Nach Angaben der israelischen Armee vom Dienstag wurden drei weitere Soldaten bei Kämpfen im Gazastreifen getötet. Damit erhöhte sich die Zahl der getöteten Soldaten auf 78. Nach Angaben zweier hochrangiger israelischer Offiziere wurden beim Militäreinsatz gegen die Hamas doppelt so viele Zivilisten wie Hamas-Kämpfer getötet. Auf Informationen angesprochen, denen zufolge 5.000 Hamas-Kämpfer getötet worden seien, erklärte einer der Offiziere, diese Zahl sei "mehr oder weniger exakt".
Im von Israel besetzten Westjordanland rückten Dienstag früh israelische Soldaten ein. Bei Zusammenstößen an einem Übergang in der Nähe von Jerusalem wurde ein Palästinenser bei Zusammenstößen getötet, wie das palästinensische Gesundheitsministerium mitteilte.
Die israelische Armee griff nach eigenen Angaben Dienstag früh auch Stellungen der mit der Hamas verbündeten radikalislamischen Hisbollah-Miliz im Libanon und mehrere Ortschaften im Nachbarland an. Es handle sich um eine Reaktion auf Schüsse aus dem Libanon auf den Norden Israels.
Am Freitag war eine siebentägige Feuerpause ausgelaufen, die zur Freilassung von insgesamt 105 Geiseln aus den Händen der Hamas genutzt worden war. Zugleich wurden 240 palästinensische Häftlinge aus israelischen Gefängnissen freigelassen. Nach israelischen Angaben hat die Hamas noch 137 Geiseln in ihrer Gewalt, darunter auch die Leichname von 15 Israelis.
Laut einem Regierungssprecher stellt sich Israel auf einen schwierigen weiteren Verlauf seiner Militäroffensive im Gazastreifen ein. "Wir machen jetzt mit der zweiten Phase weiter.
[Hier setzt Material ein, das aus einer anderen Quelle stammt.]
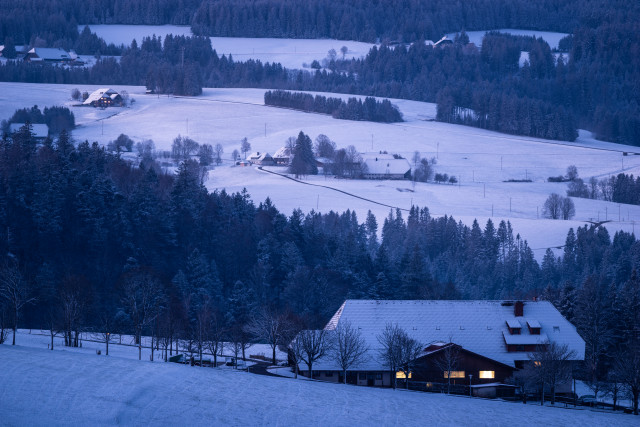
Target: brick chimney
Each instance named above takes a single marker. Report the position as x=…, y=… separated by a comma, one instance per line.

Eine zweite Phase, die militärisch schwierig sein wird." Er fügte hinzu, Israel sei offen für "konstruktives Feedback" was die Minderung des Leids für Zivilisten angehe. Die Ratschläge müssten aber im Einklang mit dem Ziel stehen, die Hamas zu zerstören.
Die deutsche Außenministerin Annalena Baerbock mahnte Israel am Dienstag, das humanitäre Völkerrecht einzuhalten. "Israel hat das Recht, seine Bevölkerung im Rahmen des Völkerrechts zu schützen. Entscheidend ist aber, wie Israel in dieser neuen Phase vorgeht", sagte Baerbock. Deutschland hatte es bisher anders als andere EU-Staaten vermieden, Israel zu einem Stopp seiner Militäraktion aufzufordern.
Der katarische Ministerpräsident und Außenminister Mohammed bin Abdulrahman al-Thani sagte am Dienstag, die Bemühungen zur Wiederherstellung einer Feuerpause und zur Freilassung der Geiseln gingen weiter. "Leider standen wir vor einigen Herausforderungen, die dazu führten, dass die Feuerpause gestoppt und nicht verlängert wurde", so al-Thani.
Der Krieg zwischen Israel und der Hamas dauert inzwischen bereits mehr als acht Wochen an. Am 7. Oktober waren Hunderte Kämpfer der von den USA und der EU als Terrororganisation eingestuften Hamas nach Israel eingedrungen und hatten Gräueltaten überwiegend an Zivilisten verübt. Israelischen Angaben zufolge wurden etwa 1.200 Menschen getötet und rund 240 Menschen als Geiseln verschleppt.